Date of Award: October 2, 1945
Conflict: World War II
Branch: U.S. Navy
In April, 1944, a patrol of the 1st Marine Division attempted to seize a low seaside hill in Okinawa, Japan. The Japanese sent a hailstorm of small arms and mortar rounds onto the Marines, killing or wounding the majority. Spotting a seriously wounded patrol leader lying in a shell hole, Bush ran to him and immediately administered serum albumin. The treatment revived the officer, who suddenly sprang from the hole and ran for the American lines.
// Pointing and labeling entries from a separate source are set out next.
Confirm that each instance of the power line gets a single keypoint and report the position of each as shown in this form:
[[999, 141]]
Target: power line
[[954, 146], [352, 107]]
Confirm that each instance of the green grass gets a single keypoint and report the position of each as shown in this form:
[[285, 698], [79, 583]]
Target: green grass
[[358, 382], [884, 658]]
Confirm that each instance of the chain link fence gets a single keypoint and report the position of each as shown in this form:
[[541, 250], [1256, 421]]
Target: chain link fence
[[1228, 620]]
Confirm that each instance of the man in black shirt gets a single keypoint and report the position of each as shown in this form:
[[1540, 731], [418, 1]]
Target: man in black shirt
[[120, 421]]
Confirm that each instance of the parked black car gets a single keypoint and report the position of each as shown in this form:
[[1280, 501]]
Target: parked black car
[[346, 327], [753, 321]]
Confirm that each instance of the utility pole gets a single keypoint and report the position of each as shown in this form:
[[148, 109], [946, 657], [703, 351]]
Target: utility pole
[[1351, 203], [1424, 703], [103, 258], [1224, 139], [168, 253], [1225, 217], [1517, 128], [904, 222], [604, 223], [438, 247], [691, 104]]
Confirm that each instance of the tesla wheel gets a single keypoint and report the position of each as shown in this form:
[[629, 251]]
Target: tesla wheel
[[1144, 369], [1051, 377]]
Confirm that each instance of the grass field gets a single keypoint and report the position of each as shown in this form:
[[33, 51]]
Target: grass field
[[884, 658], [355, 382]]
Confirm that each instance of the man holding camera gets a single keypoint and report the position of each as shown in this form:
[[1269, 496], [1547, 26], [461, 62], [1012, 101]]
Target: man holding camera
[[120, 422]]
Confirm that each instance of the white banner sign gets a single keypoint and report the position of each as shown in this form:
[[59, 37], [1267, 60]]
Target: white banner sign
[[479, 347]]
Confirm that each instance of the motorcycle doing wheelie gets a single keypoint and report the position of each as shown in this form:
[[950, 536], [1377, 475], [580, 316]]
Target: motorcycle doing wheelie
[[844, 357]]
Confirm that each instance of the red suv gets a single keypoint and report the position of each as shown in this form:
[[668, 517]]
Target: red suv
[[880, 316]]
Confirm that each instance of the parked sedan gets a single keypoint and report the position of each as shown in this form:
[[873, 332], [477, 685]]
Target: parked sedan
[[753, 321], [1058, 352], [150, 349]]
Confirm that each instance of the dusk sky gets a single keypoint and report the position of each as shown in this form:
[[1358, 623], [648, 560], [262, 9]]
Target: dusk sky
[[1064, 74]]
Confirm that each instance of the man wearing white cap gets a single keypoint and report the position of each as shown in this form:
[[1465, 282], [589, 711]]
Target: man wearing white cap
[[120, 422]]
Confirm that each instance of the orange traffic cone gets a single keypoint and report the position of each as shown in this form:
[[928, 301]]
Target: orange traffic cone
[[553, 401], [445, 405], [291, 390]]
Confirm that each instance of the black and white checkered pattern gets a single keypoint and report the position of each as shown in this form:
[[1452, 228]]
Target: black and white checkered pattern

Now alone in the shell hole, Bush had the officer’s carbine and 45 rounds of ammunition as his best resources in a battle of survival. For a few terrifying minutes the hospital apprentice kept the Japanese at bay. Then the enemy began throwing grenades. The first shattered his left arm, puncturing a lung and blinding him in the right eye, and others wounded him in the stomach and back. Bush moved around the hill firing the carbine, then emptying his .45 caliber pistol at the enemy before throwing it away. He took down four more Japanese with a fallen comrade’s carbine, before finally securing his escape route.
Citation: “In this perilously exposed position, he resolutely maintained the flow of life-giving plasma. With the bottle held high in one hand, Petty Officer Bush drew his pistol with the other and fired into the enemy's ranks until his ammunition was expended.”